La tassa di concessione governativa, in realtà, stando a quanto si legge in una recente sentenza della Commissione Tributaria Regionale del Veneto avrebbe dovuto considerarsi implicitamente abrogata sin dal lontano 2003 per effetto dell’entrata in vigore del codice delle comunicazioni elettroniche e della liberalizzazione del mercato. La privatizzazione del mercato, infatti – scrivono i giudici tributari – ha avuto “come principale conseguenza il passaggio dalla concessione (che è un atto amministrativo emanato nell’ambito di un rapporto pubblicistico con una posizione di preminenza della Pubblica Amministrazione sui privati) al contratto, cioè ad uno strumento di diritto privato che presuppone una posizione di parità tra i contraenti. Bisogna perciò concludere – proseguono i Giudici – che con il D.lgs. 259 [il Codice delle Comunicazioni elettroniche del 2003, ndr] è stata abrogata tacitamente tutta la normativa basata sul presupposto di un rapporto concessionario di tipo pubblicistico ed è venuto quindi meno il presupposto per l’applicazione della Tassa di concessione Governativa”.

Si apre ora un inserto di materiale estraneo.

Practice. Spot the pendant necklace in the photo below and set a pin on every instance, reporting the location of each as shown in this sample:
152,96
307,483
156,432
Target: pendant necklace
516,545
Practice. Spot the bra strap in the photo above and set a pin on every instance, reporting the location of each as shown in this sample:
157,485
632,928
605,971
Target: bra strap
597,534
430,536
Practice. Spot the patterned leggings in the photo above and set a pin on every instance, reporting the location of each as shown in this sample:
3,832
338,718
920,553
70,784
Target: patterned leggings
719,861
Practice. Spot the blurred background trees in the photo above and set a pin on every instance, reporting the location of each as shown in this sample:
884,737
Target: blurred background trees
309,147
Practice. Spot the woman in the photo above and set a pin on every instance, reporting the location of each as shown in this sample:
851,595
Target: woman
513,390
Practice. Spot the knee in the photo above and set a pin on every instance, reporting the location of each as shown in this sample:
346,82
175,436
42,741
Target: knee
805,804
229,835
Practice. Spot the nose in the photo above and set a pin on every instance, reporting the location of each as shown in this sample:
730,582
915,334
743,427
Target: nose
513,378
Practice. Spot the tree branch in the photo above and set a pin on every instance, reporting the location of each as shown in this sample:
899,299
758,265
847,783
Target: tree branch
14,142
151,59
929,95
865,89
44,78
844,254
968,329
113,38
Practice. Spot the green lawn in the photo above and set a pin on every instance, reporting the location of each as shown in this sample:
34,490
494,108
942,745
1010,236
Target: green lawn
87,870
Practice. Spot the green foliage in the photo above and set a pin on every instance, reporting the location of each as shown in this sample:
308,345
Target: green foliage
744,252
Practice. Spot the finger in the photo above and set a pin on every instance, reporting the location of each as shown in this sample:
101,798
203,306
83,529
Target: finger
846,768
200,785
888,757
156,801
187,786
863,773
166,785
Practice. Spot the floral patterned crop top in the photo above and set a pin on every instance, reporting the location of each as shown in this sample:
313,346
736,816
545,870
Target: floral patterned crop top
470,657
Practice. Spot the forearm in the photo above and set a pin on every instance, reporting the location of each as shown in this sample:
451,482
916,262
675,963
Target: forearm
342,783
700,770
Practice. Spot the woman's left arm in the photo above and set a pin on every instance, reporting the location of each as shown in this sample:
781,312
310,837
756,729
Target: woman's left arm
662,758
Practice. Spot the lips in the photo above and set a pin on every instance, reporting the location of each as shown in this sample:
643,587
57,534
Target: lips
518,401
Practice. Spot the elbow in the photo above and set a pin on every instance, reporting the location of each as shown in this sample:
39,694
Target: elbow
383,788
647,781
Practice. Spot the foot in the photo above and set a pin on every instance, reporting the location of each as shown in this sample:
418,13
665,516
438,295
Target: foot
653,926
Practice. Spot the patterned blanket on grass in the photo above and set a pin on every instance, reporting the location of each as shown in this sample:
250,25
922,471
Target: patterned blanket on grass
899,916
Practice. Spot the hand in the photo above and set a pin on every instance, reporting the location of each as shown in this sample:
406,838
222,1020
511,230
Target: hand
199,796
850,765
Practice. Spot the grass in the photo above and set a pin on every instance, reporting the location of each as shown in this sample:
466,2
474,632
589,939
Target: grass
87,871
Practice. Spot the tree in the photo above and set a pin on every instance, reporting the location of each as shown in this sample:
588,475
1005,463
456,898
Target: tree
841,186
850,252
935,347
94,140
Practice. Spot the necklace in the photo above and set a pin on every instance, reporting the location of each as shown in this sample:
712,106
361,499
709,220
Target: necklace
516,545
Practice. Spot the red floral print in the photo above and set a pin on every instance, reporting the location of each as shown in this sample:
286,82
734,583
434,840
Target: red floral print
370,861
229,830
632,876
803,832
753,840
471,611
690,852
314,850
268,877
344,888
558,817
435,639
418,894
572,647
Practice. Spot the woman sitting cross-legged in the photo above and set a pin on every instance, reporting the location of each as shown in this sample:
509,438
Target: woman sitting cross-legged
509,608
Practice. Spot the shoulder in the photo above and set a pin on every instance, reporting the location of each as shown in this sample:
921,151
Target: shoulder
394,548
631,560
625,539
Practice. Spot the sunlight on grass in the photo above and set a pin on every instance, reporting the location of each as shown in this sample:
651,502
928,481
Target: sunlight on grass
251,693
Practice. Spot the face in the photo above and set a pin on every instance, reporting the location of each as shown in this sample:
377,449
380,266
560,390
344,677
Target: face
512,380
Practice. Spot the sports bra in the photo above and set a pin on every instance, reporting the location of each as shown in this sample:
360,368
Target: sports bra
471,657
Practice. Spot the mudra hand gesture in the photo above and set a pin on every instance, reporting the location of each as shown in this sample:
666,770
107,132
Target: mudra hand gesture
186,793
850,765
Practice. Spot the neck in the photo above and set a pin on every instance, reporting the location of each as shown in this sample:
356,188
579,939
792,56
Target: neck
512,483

Lo Stato, dunque, dopo aver liberalizzato il mercato ha continuato a pretendere centinaia di milioni di euro come se nulla fosse cambiato fingendo di non essersi accorto che il balzello che continuava ad esigere dagli italiani era, evidentemente, incompatibile con il nuovo assetto di mercato. Come se non bastasse, l’Agenzia delle Entrate, nel corso del giudizio che ha poi dato origine alla decisione della Commissione Tributaria regionale del Veneto ha strenuamente provato a difendere la propria posizione con argomentazioni ed eccezioni da azzeccagarbugli che, fortunatamente, non hanno fatto presa sui Giudici Tributari.
E’, d’altra parte, comprensibile – ma non per questo condivisibile – che, specie in tempo di crisi, lo Stato non abbia avuto alcuna intenzione di rinunciare ad un tesoretto di centinaia di milioni di euro l’anno incassato dai cittadini, tassando il telefonino cellulare, che in Italia è più diffuso rispetto ad ogni altro Paese europeo.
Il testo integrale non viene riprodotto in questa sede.